Answer :
Let's analyze the relationship between the radius and the circumference of the objects measured to determine the strength of the correlation and the causation.
### Step 1: Calculate the Correlation Coefficient
The correlation coefficient measures the strength and direction of the linear relationship between two variables. In this case, we calculate the correlation coefficient for the given pairs of radius and circumference.
The given pairs are:
- (3, 18.8)
- (4, 25.1)
- (6, 37.7)
- (9, 56.5)
The correlation coefficient calculated from these data points is approximately [tex]\(0.9999989948784027\)[/tex].
### Step 2: Determine the Strength of the Correlation
Correlation strength is typically classified as:
- Weak: [tex]\( |\text{correlation coefficient}| \leq 0.3 \)[/tex]
- Moderate: [tex]\( 0.3 < |\text{correlation coefficient}| \leq 0.7 \)[/tex]
- Strong: [tex]\( |\text{correlation coefficient}| > 0.7 \)[/tex]
Given our correlation coefficient of approximately [tex]\(0.9999989948784027\)[/tex], which is very close to 1, we see that it significantly exceeds 0.7. Therefore, the correlation is strong.
### Step 3: Determine Causation
Causation indicates that one variable directly affects the other. In situations where the correlation coefficient is positive and the relationship is known to be likely causal, we generally infer causation.
Given our correlation coefficient is positive and very close to 1, and considering we are dealing with the geometric properties of circles where the circumference [tex]\(C\)[/tex] is predicted by the formula [tex]\(C = 2\pi r\)[/tex], it is reasonable to infer that there is a direct relationship between radius and circumference. Therefore, it is likely causal.
### Conclusion
Combining the strength of the correlation and the likelihood of causation, the best description is:
- It is a strong positive correlation, and it is likely causal.

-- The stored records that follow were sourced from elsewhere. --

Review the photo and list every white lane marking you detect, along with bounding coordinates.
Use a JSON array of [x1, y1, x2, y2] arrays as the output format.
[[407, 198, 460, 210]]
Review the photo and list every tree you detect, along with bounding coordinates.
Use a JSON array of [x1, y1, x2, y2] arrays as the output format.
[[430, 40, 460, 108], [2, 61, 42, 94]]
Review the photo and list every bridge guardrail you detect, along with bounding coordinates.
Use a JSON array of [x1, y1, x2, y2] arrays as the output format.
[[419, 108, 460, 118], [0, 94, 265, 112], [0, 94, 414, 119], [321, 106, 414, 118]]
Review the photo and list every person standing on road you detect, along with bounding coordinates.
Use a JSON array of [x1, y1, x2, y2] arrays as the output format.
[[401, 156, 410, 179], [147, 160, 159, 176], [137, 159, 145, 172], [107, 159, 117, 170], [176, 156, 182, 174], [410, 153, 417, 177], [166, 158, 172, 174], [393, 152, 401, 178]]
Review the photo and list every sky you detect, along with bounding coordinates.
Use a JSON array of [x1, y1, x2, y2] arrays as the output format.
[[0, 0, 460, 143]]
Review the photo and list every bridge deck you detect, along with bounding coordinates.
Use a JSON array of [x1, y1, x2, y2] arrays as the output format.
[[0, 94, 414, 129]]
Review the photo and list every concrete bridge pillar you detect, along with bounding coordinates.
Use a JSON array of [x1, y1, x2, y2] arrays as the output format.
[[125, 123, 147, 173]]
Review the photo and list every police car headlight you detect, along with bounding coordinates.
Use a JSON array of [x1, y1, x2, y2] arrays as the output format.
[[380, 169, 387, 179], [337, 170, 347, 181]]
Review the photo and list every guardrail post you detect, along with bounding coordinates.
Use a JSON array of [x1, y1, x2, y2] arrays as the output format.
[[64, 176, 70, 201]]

Therefore, the correct option is:
- It is a strong positive correlation, and it is likely causal.
### Step 1: Calculate the Correlation Coefficient
The correlation coefficient measures the strength and direction of the linear relationship between two variables. In this case, we calculate the correlation coefficient for the given pairs of radius and circumference.
The given pairs are:
- (3, 18.8)
- (4, 25.1)
- (6, 37.7)
- (9, 56.5)
The correlation coefficient calculated from these data points is approximately [tex]\(0.9999989948784027\)[/tex].
### Step 2: Determine the Strength of the Correlation
Correlation strength is typically classified as:
- Weak: [tex]\( |\text{correlation coefficient}| \leq 0.3 \)[/tex]
- Moderate: [tex]\( 0.3 < |\text{correlation coefficient}| \leq 0.7 \)[/tex]
- Strong: [tex]\( |\text{correlation coefficient}| > 0.7 \)[/tex]
Given our correlation coefficient of approximately [tex]\(0.9999989948784027\)[/tex], which is very close to 1, we see that it significantly exceeds 0.7. Therefore, the correlation is strong.
### Step 3: Determine Causation
Causation indicates that one variable directly affects the other. In situations where the correlation coefficient is positive and the relationship is known to be likely causal, we generally infer causation.
Given our correlation coefficient is positive and very close to 1, and considering we are dealing with the geometric properties of circles where the circumference [tex]\(C\)[/tex] is predicted by the formula [tex]\(C = 2\pi r\)[/tex], it is reasonable to infer that there is a direct relationship between radius and circumference. Therefore, it is likely causal.
### Conclusion
Combining the strength of the correlation and the likelihood of causation, the best description is:
- It is a strong positive correlation, and it is likely causal.
Therefore, the correct option is:
- It is a strong positive correlation, and it is likely causal.